Both routes work. Both are free. This guide covers when each one makes sense, how to set them up, and which Qwen 3.5 model to run on your Mac.
The speed gap: MLX vs Ollama on Apple Silicon
Why the difference exists
Ollama uses llama.cpp with Metal Performance Shaders (MPS) for GPU acceleration on Mac. MPS works – it’s a solid, well-tested backend – but it’s a generic GPU abstraction layer. It wasn’t built for Apple’s unified memory architecture specifically.
MLX was built by Apple, for Apple Silicon. It targets unified memory directly, avoids the copy overhead between CPU and GPU address spaces (they’re the same memory on Apple Silicon, but llama.cpp’s abstractions don’t fully exploit this), and uses optimized Metal compute shaders tuned for Apple’s GPU cores.
The result: MLX consistently generates tokens 25-50% faster than llama.cpp on smaller models, and the gap widens to roughly 2x on MoE models like the 35B-A3B. MoE routing is particularly expensive through generic backends, and MLX handles it more efficiently.
Benchmark comparison
These numbers combine community benchmarks and data from our LM Studio vs Ollama on Mac testing with similar-architecture models, extrapolated for Qwen 3.5’s MoE workload:
| Chip | Qwen3.5-35B-A3B Q4 via Ollama | Qwen3.5-35B-A3B Q4 via MLX | MLX advantage |
|---|---|---|---|
| M1 Pro (16GB) | ~15-18 tok/s | ~25-35 tok/s | ~1.5-2x |
| M3 Pro (18GB) | ~18-22 tok/s | ~35-45 tok/s | ~1.8-2x |
| M4 Pro (24GB) | ~25-30 tok/s | ~45-55 tok/s | ~1.8x |
| M4 Max (64GB) | ~30-38 tok/s | ~60-75 tok/s | ~2x |
| M3 Ultra (192GB) | ~35-45 tok/s | ~70-90 tok/s | ~2x |
Prompt processing is where the gap gets extreme. MLX processes input tokens 3-5x faster than Ollama’s llama.cpp backend. If you paste a 10-page document and ask a question, MLX starts generating in 2-3 seconds where Ollama might take 10-15 seconds to chew through the prompt.

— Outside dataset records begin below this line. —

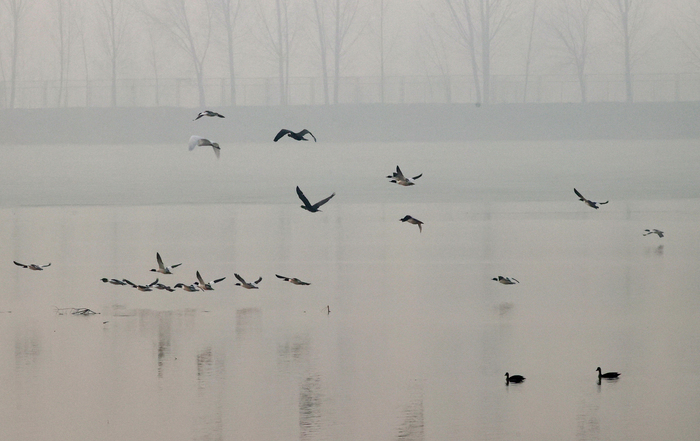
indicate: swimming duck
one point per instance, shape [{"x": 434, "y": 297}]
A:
[
  {"x": 589, "y": 202},
  {"x": 414, "y": 221},
  {"x": 607, "y": 375},
  {"x": 293, "y": 280},
  {"x": 144, "y": 288},
  {"x": 307, "y": 205},
  {"x": 198, "y": 140},
  {"x": 114, "y": 281},
  {"x": 32, "y": 266},
  {"x": 246, "y": 285},
  {"x": 201, "y": 284},
  {"x": 298, "y": 136},
  {"x": 398, "y": 178},
  {"x": 506, "y": 280},
  {"x": 162, "y": 268},
  {"x": 514, "y": 378},
  {"x": 188, "y": 288},
  {"x": 208, "y": 113}
]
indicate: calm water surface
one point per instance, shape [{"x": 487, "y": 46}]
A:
[{"x": 418, "y": 338}]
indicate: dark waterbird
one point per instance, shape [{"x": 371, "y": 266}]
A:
[
  {"x": 307, "y": 205},
  {"x": 514, "y": 378},
  {"x": 298, "y": 136}
]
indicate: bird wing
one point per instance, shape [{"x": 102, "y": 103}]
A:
[
  {"x": 302, "y": 197},
  {"x": 323, "y": 201},
  {"x": 281, "y": 134},
  {"x": 304, "y": 132}
]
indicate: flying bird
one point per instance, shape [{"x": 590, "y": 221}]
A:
[
  {"x": 506, "y": 280},
  {"x": 589, "y": 202},
  {"x": 204, "y": 286},
  {"x": 208, "y": 113},
  {"x": 398, "y": 178},
  {"x": 162, "y": 268},
  {"x": 114, "y": 281},
  {"x": 514, "y": 378},
  {"x": 607, "y": 375},
  {"x": 32, "y": 266},
  {"x": 246, "y": 285},
  {"x": 293, "y": 280},
  {"x": 307, "y": 205},
  {"x": 198, "y": 140},
  {"x": 414, "y": 221},
  {"x": 298, "y": 136}
]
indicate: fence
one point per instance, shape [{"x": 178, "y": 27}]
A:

Memory usage is the other half of the story. MLX uses roughly 50% less memory than Ollama for the same model at the same quantization. On a 16GB Mac, that’s the difference between the 35B-A3B running cleanly or swapping to disk.

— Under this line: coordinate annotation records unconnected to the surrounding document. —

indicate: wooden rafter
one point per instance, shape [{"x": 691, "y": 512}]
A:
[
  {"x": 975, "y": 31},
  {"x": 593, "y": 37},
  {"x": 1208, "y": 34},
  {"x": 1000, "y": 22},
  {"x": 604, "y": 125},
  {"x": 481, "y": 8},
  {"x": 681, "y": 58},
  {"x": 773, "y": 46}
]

Setup: the MLX route (fastest)
Option 1: LM Studio (recommended)
LM Studio is the easiest way to run MLX on Mac. It detects your hardware, offers MLX-format models alongside GGUF, and handles everything through a GUI.
- Download LM Studio from lmstudio.ai
- Search for “Qwen3.5-35B-A3B”
- Pick the MLX variant (look for “MLX” in the format tag, not “GGUF”)
- Choose Q4 for 16-24GB Macs, Q8 for 32GB+
- Load and chat
LM Studio also exposes an OpenAI-compatible API on port 1234 and an Anthropic-compatible API, so you can point coding tools at it when you need MLX speed for development work.
The downside: LM Studio needs to be running as an app. It’s not an always-on background service like Ollama.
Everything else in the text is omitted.